= Karin-Lis Svarre =

Karin-Lis Svarre née Graverholt (5 December 1946, Vordingborg — 24 June 2009) was a Danish journalist and international development specialist. She is remembered for working as a foreign correspondent and studio host for Danmarks Radio's television news from 1977 and for being appointed head of information at the United Nations Food and Agriculture Organization in 1996. As a writer, she published works on Thailand and Mozambique as well as a cookbook.

==Early life==
Born in Vordingborg on 5 December 1946, Karin-Lis Graverholt was the daughter of the optician Peter Graverholt (1914–70) and his wife Inger Margrethe née Kofoed (1918–94), an engraver. The family's third child, surviving her two brothers, one of whom died young while the other drowned when he was 18. Particularly gifted at school, after matriculating from Vordingborg Gymnasium in 1965, she was a student of social studies at the universities of Edinburgh, Berkeley and Copenhagen. She was however primarily interested in journalism and became a trainee at the newspaper Sjællands Tidende (1969–72).

==Career==
After a short spell with the Danish newspaper Kristeligt Dagblad and a year at the World Press Institute in Minnesota, in 1974 she joined the Danish newspaper Politiken. In 1977, she moved to Danmarks Radio where she worked for the foreign editorial department of the news programme TV-Avisen, She proved to be a competent television reporter and studio host, covering mainly third.world developments including documentaries from Africa.
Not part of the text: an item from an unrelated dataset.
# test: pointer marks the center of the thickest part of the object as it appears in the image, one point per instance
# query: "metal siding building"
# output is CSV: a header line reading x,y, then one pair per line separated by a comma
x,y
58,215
After a short period as a freelance correspondent in Bangkok, in 1991 she was appointed information director at the Danish Refugee Council. From 1993 to 1996, she was responsible for developing the Nordic/SADC Journalism Centre in Maputo, Mozambique.

In 1996, she was recruited by the FAO as director of information at the organization's headquarter in Rome where she coordinated an international summit meeting only a few months later. In 199 she moved to Stockholm as information coordinator for the International Institute for Democracy and Electoral Assistance.

After contracting a serious illness in 2003, Karin-Lis Svarre died on 24 June 2009.